The alignment score measures the importance of different parts of the input
- Differentiate between local and global attention?
In local attention, the attention is placed on few input parts, and the global attention is placed on all input parts. It means that in global attention all the input is important for generating the context vector (a vector of representations for each word in the input)
- Differentiate between temporal and spatial attention?
Temporal attention focuses on the time dimension of the input, while spatial attention focuses on the spatial dimensions, such as the height and width of an image. Temporal attention is often used in machine translation and speech recognition, while spatial attention is often used in image classification and object detection.
- Differentiate between positional and channel attention?
Positional attention focuses on the position of each element in the input sequence (e.g. position of the words in a sentence), while channel attention focuses on the different channels or features of the input (e.g. RGB channels in an image).
- What is dot-product attention?
It's a type of attention that computes the attention scores by doing the dot-product of queries and keys.
- List and explain the different attention operations?
- dot-product
- multi-head
- scaled dot-product
- additive attention (uses a feed-forward neural network to compute the attention scores)
- self-attention (query, key, and value vectors all come from the same input sequence)
- cross-attention
- local
- global
- What is the use of SoftMax in the attention process?
The softmax function is used in the attention process to normalize the attention scores (regardless of how they are computed, such as through dot-product or additive mechanisms). This ensures that the attention weights sum up to 1, converting them into a probability distribution. This normalization helps the model to focus on the most relevant parts of the input sequence.
- What is the function of positional encoding in a Transformer?
Positional encoding is used to encode the information about the position of an element in the input sequence (e.g. token in a sentence) with the information about the element itself. The position of an element in a sequence is important because it helps to know how much of attention we should give this element. It is especially useful in NLP tasks, as different orders of words in a text can result in totally different meanings.
- What is the use of masked attention in a Transformer?
Masked attention is used in the decoder part of a transformer to prevent the model from attending to future tokens that have not been generated yet. This ensures that the prediction for each position in the output sequence depends only on the known outputs up to that position. We set the attention scores of future tokens to negative infinity (which results in a probability of zero after applying the softmax), to ignore them during the attention computation
- How can an image be treated as a sequence?
Each pixel of an image can be treated as an element of a sequence. Another option is for the image to be split up to patches of a certain dimension. These patches are then treated as elements of a sequence.
- List at least 5 popular transformer models and their tasks?
BERT: question answering, NER, sentiment analysis
GPT: text generation, machine translation
T5: translation, question answering
ViT: image classification
DETR: object detection
- What are the advantages of a transformer over an RNN?

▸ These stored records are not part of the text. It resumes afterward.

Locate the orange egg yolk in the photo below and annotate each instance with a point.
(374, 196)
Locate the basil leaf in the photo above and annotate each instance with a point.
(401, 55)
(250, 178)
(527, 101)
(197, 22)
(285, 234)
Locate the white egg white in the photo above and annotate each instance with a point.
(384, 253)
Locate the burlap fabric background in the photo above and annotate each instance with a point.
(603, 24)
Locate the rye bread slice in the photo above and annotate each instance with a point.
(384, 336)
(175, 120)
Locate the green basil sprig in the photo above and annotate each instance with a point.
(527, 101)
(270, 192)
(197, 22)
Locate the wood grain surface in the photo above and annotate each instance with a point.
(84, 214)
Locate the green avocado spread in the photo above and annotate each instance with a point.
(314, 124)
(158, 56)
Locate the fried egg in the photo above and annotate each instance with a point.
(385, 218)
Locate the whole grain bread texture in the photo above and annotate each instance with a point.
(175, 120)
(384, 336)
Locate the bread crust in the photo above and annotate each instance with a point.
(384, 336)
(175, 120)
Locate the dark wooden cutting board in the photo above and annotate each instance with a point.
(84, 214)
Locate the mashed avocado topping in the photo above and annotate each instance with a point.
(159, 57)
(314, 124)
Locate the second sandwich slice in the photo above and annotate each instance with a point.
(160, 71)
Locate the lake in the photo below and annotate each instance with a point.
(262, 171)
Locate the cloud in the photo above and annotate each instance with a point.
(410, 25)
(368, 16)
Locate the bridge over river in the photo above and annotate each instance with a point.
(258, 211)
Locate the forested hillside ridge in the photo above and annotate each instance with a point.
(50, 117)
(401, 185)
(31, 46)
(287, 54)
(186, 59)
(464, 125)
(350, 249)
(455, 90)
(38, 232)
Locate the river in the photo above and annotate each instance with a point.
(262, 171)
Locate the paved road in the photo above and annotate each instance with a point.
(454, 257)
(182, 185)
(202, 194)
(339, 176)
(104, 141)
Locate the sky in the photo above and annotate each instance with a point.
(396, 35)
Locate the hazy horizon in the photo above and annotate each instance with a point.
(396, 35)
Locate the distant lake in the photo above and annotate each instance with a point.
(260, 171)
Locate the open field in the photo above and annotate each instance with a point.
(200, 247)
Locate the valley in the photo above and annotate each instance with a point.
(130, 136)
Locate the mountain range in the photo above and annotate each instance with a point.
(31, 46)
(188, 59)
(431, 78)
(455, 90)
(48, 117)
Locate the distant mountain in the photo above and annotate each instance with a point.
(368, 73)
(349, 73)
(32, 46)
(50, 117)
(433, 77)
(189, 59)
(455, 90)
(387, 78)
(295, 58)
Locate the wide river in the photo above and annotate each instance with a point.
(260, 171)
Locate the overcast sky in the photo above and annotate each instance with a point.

Transformers are faster as they process sequences as a whole and not sequentially like does an RNN. They're therefore highly parallelizable and more efficient during training on GPUs.

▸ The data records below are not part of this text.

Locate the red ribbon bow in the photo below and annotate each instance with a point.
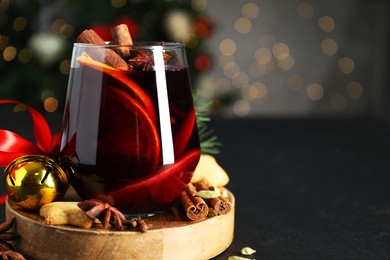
(13, 146)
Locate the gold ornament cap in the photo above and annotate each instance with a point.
(32, 181)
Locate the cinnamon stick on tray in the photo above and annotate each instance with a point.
(103, 55)
(194, 206)
(219, 204)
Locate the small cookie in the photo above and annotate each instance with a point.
(210, 172)
(65, 213)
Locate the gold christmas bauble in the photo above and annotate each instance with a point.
(34, 180)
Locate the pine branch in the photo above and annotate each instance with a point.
(208, 142)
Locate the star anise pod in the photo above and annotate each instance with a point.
(108, 215)
(6, 249)
(111, 216)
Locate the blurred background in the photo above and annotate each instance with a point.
(250, 58)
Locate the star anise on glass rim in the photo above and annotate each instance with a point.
(110, 216)
(6, 249)
(143, 60)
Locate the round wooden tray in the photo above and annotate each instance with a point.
(170, 236)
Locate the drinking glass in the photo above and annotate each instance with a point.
(129, 134)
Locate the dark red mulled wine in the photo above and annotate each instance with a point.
(132, 138)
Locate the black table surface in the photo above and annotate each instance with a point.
(304, 188)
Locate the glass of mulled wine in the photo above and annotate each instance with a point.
(129, 129)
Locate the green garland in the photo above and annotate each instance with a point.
(208, 142)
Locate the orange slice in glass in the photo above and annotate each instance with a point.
(136, 91)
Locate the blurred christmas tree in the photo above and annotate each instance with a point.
(36, 39)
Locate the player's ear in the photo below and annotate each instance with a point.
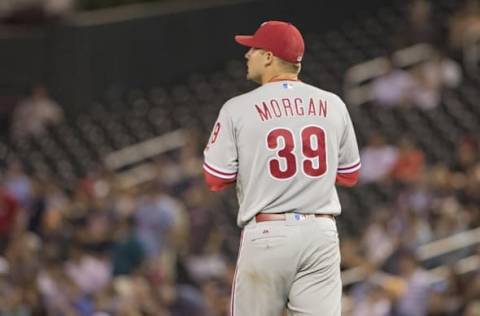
(268, 58)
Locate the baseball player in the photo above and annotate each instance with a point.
(284, 145)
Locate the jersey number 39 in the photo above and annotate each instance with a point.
(313, 152)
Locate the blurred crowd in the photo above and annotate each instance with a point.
(107, 249)
(168, 246)
(430, 202)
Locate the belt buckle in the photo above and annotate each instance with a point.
(299, 217)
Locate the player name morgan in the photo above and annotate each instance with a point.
(287, 107)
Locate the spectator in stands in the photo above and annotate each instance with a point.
(379, 240)
(393, 88)
(432, 78)
(374, 302)
(158, 218)
(8, 217)
(33, 115)
(128, 252)
(413, 296)
(409, 164)
(377, 159)
(425, 94)
(19, 184)
(88, 271)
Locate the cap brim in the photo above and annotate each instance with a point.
(245, 40)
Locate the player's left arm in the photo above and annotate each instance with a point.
(349, 165)
(220, 165)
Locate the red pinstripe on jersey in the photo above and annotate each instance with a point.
(349, 169)
(232, 299)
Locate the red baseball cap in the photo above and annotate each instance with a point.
(283, 39)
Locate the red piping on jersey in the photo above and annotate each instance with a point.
(227, 174)
(278, 78)
(350, 167)
(215, 183)
(347, 179)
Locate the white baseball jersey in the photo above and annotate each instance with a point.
(284, 143)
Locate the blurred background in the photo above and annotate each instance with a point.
(105, 107)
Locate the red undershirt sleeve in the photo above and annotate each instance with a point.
(347, 179)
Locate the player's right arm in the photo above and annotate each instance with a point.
(348, 170)
(220, 165)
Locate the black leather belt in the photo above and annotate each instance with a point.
(266, 217)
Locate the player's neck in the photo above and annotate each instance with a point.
(279, 77)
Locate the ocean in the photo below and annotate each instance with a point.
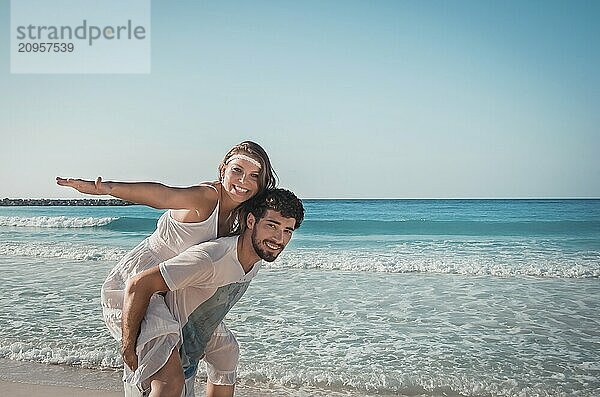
(371, 297)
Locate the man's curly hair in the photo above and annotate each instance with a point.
(280, 200)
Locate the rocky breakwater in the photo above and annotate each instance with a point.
(7, 202)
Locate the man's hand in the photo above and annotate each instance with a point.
(129, 357)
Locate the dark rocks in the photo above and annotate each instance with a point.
(63, 202)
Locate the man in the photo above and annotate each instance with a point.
(200, 286)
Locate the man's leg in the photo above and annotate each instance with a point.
(221, 355)
(168, 381)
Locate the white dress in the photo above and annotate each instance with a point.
(170, 238)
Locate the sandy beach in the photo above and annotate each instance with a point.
(13, 389)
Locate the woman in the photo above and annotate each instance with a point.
(196, 214)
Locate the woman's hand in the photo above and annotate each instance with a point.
(83, 186)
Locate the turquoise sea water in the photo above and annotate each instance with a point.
(371, 297)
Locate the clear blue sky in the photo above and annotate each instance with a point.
(393, 99)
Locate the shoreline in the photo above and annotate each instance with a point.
(18, 389)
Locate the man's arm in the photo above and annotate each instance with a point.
(137, 296)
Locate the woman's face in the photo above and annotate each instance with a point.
(240, 179)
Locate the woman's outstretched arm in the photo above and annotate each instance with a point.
(152, 194)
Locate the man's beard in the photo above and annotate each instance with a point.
(262, 253)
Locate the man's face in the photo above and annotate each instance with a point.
(271, 234)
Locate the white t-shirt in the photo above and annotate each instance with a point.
(195, 275)
(205, 281)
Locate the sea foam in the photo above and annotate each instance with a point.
(66, 250)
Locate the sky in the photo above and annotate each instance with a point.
(351, 99)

Transformers use attention mechanism which allows to capture the dependencies of different parts of an input sequence more effectively (because each token can attend to any other token in the sequence).
- What is the complementary model needed to train a GAN?
- Explain the concept of min-max in adversarial learning?
- What is a diffusion process?
- What is mode collapse?
- What are the main issues with training a GAN?
- How can you stabilize the training of a generative model?